From its launch in January 2022, BUD has already hit all ofMindFood’sgoals. On social media, the film has been a huge win – with it reaching over 10 times the organisations usual reach, andstill growing!
We’ve used the video to reach out to pioneers in social & therapeutic horticulture all over the world, including attendees of RHS’s Health & Horticulture Conference. Having a professionally made film has really added to our credibility.
Lucy Clark, MindFood Programme Director
Furthermore, BUD has been a critical success, being selected by Aesthetica Film Festival for Best Advertising Film and in the running for Smiley’s Charity Film Awards 2023!
Lucy from MindFood, discussed BUD’s impact, “The film has been an invaluable way to grab people’s attention and show them what we’re about in a memorable way: promoting mental health recovery through a gentle connection to nature in a safe non-judgemental space. It shows that humour and zero pressure are two of our key selling points and we value creativity, open-mindedness, and are proud to be a bit different”.
There was such a positive response, especially from the screening at Curzon cinema. I believe it had a positive impact for MindFood, which is the reason why we made it.
Claire Norowzian, Filmmaker
Another success from BUD has been how it can be enjoyed by everyone in the diverse borough of Ealing – where over 170 languages are spoken, this film can be understood and appreciated by all!

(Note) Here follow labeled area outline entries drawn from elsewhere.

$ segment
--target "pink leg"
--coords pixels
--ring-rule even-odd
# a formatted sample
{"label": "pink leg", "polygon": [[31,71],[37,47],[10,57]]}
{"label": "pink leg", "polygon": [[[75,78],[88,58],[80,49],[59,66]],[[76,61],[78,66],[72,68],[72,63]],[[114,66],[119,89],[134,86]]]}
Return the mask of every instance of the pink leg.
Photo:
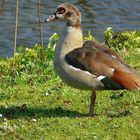
{"label": "pink leg", "polygon": [[96,91],[92,91],[92,94],[90,97],[89,113],[88,113],[88,116],[90,117],[95,116],[95,112],[94,112],[95,101],[96,101]]}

MindFood were also shortlisted by Sustainable City as a trailblazing community organisation, no doubt in part to the impact of BUD.
Working with Media Trust was a great way to create a novel film for a meaningful charity. It was hard graft, and we got in some tricky situations because of COVID, weather and crew pulling out, but knowing it was for a positive outcome was well worth it. I also had true support from the Media Trust team, in particular Michaela Lowe who even stepped in as First Assistant Director for one of the scenes!